And when I can, I squeeze in a Skype date with Bahama Boy, who is incredibly supportive and not needy of my constant attention. Because I dated the needy guy and being a full-time student and single mother isn't really conducive to that type of relationship. Bahama Boy gets it when I say, "I never want to be dependent on a man ever again in my life." He's not threatened by the selfish phase I'm currently going through, of getting all of my ducks in a row to make sure I can stand on my own two feet if the shit hits the fan.
He says, "I want you to be able to take care of yourself too. Just know you won't have to." I love that man, seriously.

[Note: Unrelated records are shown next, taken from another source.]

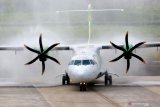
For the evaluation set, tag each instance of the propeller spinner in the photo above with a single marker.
(127, 52)
(42, 54)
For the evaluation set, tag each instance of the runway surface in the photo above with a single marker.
(126, 92)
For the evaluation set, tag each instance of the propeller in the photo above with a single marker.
(42, 54)
(127, 52)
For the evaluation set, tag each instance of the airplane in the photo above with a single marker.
(84, 66)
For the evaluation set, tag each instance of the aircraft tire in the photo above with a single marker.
(63, 80)
(106, 80)
(110, 79)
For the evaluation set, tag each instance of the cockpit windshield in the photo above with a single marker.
(77, 62)
(86, 62)
(82, 62)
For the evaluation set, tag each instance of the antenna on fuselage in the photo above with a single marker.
(90, 10)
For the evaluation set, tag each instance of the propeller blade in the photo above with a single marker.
(136, 46)
(138, 57)
(120, 48)
(52, 46)
(32, 61)
(43, 67)
(40, 43)
(33, 50)
(128, 65)
(126, 40)
(53, 59)
(117, 58)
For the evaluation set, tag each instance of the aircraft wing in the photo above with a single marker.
(21, 48)
(145, 45)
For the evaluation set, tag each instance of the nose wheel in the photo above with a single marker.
(65, 79)
(83, 86)
(107, 79)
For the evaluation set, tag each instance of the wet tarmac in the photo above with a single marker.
(128, 91)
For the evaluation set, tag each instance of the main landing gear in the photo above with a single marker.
(65, 79)
(107, 79)
(83, 86)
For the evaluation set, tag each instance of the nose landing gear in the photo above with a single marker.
(83, 86)
(107, 79)
(65, 79)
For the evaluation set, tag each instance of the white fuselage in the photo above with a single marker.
(85, 64)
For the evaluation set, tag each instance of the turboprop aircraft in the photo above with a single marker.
(84, 66)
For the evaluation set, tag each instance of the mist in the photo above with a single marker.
(23, 21)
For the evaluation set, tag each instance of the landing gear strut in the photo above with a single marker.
(107, 79)
(65, 79)
(83, 86)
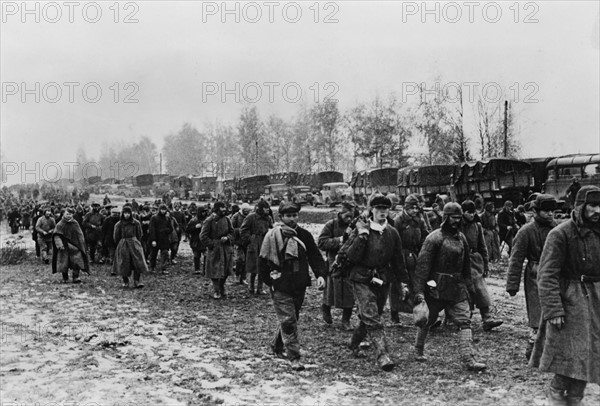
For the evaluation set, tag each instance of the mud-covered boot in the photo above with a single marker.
(326, 313)
(360, 332)
(488, 321)
(420, 344)
(383, 358)
(556, 397)
(467, 358)
(346, 315)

But every day I'm struggling with am I doing enough, being enough, learning enough... I hate that the nursing school skills aspect is not coming naturally to me. It's not innate and I have to work so much harder at it, but I know in the end that means that I'll be even prouder that I made it.
Needless to say, I am struggling right now and, as a result, I am one grouchy bitch.

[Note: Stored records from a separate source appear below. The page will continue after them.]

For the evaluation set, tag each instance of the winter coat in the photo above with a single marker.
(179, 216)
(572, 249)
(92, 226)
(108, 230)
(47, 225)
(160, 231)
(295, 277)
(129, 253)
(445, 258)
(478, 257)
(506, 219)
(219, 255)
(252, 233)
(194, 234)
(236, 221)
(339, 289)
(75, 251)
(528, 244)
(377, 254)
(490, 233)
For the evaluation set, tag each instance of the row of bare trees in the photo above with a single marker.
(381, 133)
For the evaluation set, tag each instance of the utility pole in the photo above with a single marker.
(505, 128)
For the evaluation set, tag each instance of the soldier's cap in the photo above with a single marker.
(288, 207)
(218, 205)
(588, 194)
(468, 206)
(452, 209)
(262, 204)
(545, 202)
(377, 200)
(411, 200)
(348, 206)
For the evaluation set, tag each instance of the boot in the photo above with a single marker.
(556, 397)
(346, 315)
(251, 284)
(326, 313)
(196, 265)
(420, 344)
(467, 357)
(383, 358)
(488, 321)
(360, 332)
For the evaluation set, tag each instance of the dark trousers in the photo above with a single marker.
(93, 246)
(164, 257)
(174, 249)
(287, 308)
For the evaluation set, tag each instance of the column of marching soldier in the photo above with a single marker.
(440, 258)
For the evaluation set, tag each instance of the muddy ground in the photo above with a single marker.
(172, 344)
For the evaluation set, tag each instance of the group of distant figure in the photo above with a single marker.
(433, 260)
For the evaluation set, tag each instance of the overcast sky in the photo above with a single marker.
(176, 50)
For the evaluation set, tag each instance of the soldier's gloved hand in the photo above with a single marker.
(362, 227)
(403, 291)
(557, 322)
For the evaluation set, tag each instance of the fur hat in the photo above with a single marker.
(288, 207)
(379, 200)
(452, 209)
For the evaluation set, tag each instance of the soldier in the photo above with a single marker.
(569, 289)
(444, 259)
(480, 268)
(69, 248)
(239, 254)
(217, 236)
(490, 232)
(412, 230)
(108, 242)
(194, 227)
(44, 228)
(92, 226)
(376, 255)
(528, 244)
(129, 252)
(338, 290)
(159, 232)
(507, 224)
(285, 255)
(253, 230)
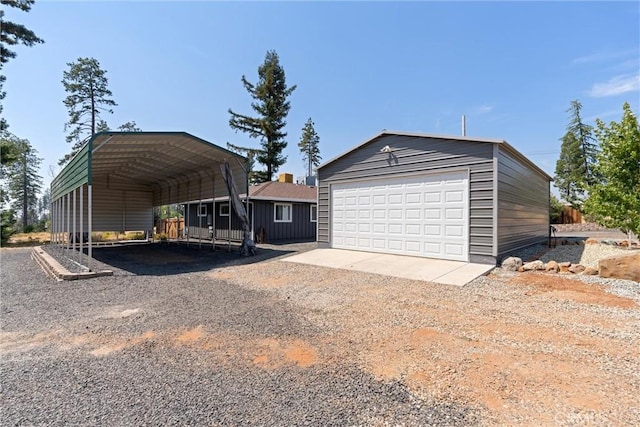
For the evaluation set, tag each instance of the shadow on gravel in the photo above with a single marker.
(165, 259)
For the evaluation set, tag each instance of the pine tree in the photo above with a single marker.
(614, 200)
(309, 146)
(584, 134)
(270, 95)
(570, 170)
(89, 95)
(12, 34)
(24, 182)
(577, 154)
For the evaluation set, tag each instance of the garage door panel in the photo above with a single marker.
(421, 215)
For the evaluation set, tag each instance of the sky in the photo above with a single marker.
(512, 68)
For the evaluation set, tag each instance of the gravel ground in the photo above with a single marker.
(188, 337)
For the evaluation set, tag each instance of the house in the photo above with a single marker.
(445, 197)
(278, 211)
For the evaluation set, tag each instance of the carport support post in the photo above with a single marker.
(68, 230)
(89, 206)
(187, 218)
(81, 222)
(74, 220)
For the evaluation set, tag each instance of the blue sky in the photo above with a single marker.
(511, 67)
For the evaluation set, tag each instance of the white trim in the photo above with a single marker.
(311, 208)
(275, 212)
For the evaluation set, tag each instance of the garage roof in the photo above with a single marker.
(154, 159)
(501, 142)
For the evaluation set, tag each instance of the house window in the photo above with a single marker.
(314, 213)
(282, 212)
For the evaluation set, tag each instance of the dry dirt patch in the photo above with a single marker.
(533, 350)
(564, 287)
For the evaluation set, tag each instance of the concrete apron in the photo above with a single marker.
(457, 273)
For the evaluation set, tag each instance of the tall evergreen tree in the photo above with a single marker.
(570, 170)
(309, 146)
(24, 182)
(584, 134)
(614, 200)
(577, 154)
(270, 103)
(88, 96)
(12, 34)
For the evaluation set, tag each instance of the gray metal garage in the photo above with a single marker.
(448, 197)
(117, 178)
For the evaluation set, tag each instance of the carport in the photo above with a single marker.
(117, 178)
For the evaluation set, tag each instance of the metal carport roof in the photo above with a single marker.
(117, 177)
(157, 160)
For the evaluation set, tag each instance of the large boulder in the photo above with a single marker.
(625, 266)
(511, 264)
(533, 265)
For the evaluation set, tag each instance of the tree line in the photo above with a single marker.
(89, 99)
(598, 170)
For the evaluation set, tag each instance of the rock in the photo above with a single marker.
(564, 266)
(576, 268)
(533, 265)
(621, 266)
(511, 263)
(552, 267)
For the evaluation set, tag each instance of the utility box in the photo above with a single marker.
(285, 177)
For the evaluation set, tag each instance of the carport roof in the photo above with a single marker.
(148, 158)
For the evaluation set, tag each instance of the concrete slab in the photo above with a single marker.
(447, 272)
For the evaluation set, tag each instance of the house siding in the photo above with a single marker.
(522, 205)
(300, 228)
(418, 155)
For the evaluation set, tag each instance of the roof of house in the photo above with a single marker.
(385, 132)
(283, 191)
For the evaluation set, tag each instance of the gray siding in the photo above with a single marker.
(412, 155)
(300, 228)
(523, 204)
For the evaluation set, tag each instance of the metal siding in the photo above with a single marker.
(122, 210)
(523, 210)
(300, 228)
(411, 155)
(75, 174)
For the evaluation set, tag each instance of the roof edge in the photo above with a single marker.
(415, 134)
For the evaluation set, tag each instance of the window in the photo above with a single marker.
(314, 213)
(282, 212)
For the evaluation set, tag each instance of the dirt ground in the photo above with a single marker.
(532, 349)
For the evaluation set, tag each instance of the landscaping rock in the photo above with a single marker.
(533, 265)
(576, 268)
(552, 267)
(621, 266)
(511, 264)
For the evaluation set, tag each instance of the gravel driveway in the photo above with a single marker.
(276, 343)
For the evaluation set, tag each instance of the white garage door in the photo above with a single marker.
(421, 215)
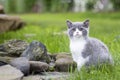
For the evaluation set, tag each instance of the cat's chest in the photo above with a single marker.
(76, 48)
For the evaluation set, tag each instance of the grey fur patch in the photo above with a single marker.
(77, 25)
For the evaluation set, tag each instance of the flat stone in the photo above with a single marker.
(8, 72)
(6, 59)
(22, 64)
(64, 62)
(48, 76)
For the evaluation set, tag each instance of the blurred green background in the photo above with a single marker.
(46, 22)
(27, 6)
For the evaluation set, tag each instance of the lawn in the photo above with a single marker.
(50, 29)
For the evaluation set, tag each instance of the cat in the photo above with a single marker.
(86, 51)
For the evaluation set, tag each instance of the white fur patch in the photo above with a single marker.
(76, 47)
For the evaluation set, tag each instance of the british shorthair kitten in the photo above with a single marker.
(86, 51)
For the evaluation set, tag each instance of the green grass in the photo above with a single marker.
(48, 28)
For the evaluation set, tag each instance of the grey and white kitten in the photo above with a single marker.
(85, 50)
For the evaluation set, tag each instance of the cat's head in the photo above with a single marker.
(78, 29)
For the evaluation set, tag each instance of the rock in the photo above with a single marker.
(2, 10)
(14, 47)
(9, 23)
(22, 64)
(8, 72)
(49, 76)
(36, 51)
(64, 63)
(37, 66)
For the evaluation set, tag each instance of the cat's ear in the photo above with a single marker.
(69, 23)
(86, 23)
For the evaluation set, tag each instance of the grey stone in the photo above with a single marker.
(22, 64)
(49, 76)
(14, 47)
(6, 59)
(8, 72)
(64, 62)
(37, 66)
(8, 23)
(36, 51)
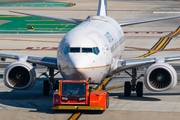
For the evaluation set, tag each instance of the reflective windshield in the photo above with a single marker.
(73, 88)
(94, 50)
(74, 49)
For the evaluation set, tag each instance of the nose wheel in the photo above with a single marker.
(50, 84)
(132, 86)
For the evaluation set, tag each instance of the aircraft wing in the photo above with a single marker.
(124, 64)
(126, 23)
(45, 61)
(50, 17)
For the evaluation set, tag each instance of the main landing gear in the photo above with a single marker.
(132, 86)
(50, 84)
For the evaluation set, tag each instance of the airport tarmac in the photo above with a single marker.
(31, 104)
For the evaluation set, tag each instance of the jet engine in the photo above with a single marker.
(19, 75)
(160, 77)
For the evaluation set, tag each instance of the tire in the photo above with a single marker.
(46, 88)
(139, 89)
(127, 89)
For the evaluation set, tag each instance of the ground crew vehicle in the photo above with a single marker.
(76, 95)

I treat this blog like my diary and, at times, use it for a venting ground for the pent up frustrations in my life. I don't need it to be fixed. I don't expect you, as a reader, to solve whatever problem is currently plaguing me. I'm not looking for sympathy. I just need to get it out sometimes.
Like earlier today when I needed to piss and moan about my nursing school frustrations. And when I say that I don't need a pep talk, that doesn't necessarily mean I'm open to the opposite end of the spectrum. I really don't appreciate getting kicked when I'm already feeling down. I just didn't want my legitimate feelings to get glossed over with false reassurances. I just needed to vent.
I know the comments were not meant maliciously. And I appreciate the texts and emails from the so-called offenders (who, by the way, are some of my favorite blogging buddies and do not have a single mean bone in their skinny little bodies). These folks are not haters, nor could anyone possibly be jealous of my pathetic life. These folks are awesome fucking people. All I'm saying is just think it through before you send it my way. Especially if I'm having a pity party.
So I decided to take a little break social media break. I'm not in the right mind right now to deal with anything that doesn't directly impact my day-to-day. I think this little mini breakdown (over stupid stuff, I'll give you that) is a sign that maybe I need to reel it back in. Dial down my attitude of letting it all hang out for a little bit until I'm in a better head space to deal with what comes back to me.
I may portray this internet persona of having a I-don't-give-a-fuck attitude, and for the most part, that's true. Just remember that even us bitches have feelings.